Declaration of Conflicting Interest
The author(s) declared the following potential conflicts of interest with respect to the research, authorship, and/or publication of this article: Dr. Vittengl is a paid reviewer for UpToDate. Dr. Clark is author and copyright holder of the Schedule for Nonadaptive and Adaptive Personality, second edition (SNAP-2), and its family of measures.
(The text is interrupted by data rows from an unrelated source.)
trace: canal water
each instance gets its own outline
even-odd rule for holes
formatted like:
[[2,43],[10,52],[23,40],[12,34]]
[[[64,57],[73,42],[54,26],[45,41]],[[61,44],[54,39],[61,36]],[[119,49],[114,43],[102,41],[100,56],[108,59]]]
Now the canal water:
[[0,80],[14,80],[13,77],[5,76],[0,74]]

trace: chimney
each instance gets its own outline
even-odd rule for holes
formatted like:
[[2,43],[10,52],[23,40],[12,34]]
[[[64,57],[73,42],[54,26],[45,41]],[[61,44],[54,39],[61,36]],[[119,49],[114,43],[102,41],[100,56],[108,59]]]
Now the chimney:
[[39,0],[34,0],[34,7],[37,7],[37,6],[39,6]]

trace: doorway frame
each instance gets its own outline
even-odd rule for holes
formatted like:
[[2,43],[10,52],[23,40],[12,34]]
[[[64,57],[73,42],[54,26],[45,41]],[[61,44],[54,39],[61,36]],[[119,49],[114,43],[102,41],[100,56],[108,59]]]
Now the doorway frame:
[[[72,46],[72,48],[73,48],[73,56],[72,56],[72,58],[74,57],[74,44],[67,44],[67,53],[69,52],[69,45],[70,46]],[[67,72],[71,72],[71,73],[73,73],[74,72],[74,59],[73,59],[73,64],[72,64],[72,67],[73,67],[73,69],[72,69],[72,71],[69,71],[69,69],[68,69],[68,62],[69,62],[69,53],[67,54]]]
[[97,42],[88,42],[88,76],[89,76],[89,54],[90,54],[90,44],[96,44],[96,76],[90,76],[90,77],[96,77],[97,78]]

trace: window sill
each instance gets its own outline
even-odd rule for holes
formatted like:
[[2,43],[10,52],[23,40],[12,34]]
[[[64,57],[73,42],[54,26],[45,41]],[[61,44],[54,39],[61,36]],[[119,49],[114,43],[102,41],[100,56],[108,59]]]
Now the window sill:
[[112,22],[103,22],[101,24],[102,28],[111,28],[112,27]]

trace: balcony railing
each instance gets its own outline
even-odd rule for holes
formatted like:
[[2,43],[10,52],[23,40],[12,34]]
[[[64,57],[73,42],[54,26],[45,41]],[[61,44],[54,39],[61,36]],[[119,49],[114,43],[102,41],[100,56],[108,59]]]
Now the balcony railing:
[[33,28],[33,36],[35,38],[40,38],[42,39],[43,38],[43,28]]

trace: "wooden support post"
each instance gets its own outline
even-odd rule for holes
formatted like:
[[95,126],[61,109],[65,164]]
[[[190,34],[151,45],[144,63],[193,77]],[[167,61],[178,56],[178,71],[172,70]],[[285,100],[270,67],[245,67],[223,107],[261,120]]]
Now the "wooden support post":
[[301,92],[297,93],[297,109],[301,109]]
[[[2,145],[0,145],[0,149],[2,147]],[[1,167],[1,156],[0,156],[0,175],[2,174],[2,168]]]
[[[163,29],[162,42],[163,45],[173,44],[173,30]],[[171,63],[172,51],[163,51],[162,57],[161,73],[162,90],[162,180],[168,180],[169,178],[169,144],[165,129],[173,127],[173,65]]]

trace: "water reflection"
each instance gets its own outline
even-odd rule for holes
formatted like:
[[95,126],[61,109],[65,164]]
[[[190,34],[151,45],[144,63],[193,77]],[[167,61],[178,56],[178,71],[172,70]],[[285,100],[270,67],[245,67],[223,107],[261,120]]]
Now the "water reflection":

Fees for commercial and funded, noncommercial usage licenses support student research; unfunded, noncommercial research and clinical usage licenses are required, but free of charge. Dr. Thase has consulted with and/or served on advisory boards for Alkermes, Allergan (includes Forest Laboratories), AstraZeneca, Cerecor, Johnson & Johnson (includes Janssen), Lundbeck, MedAvante, Merck, Moksha8, Otsuka, Pfizer Pharmaceuticals, Shire, Sunovion, and Takeda; he has received grant support from Alkermes, Allergan (includes Forest Laboratories), Assurerx, Johnson & Johnson, Takeda, the Agency for Healthcare Research and Quality, Patient Centered Outcomes Research Institute and the NIMH. He has equity holdings for MedAvante, Inc., and has received royalties from American Psychiatric Publishing, Inc. (APPI), Guilford Publications, Herald House, and W.W. Norton & Company, Inc. Dr. Thase’s spouse is an employee of Peloton Advantage, which does business with several pharmaceutical companies. Dr. Jarrett is a paid consultant to the NIH, NIMH, and UpToDate. She has equity holdings in Amgen, Johnson and Johnson, and Procter and Gamble. Her medical center charges fees for the cognitive therapy she provides to patients.
Funding
The author(s) disclosed receipt of the following financial support for the research, authorship, and/or publication of this article: This report was supported by grants K24 MH001571, R01 MH58397, R01 MH69619 (to Robin B. Jarrett, PhD) and R01 MH58356 and R01 MH69618 (to Michael E. Thase, M.D.) from the National Institute of Mental Health (NIMH). The content is solely the responsibility of the authors and does not necessarily represent the official views of the NIMH or the National Institutes of Health.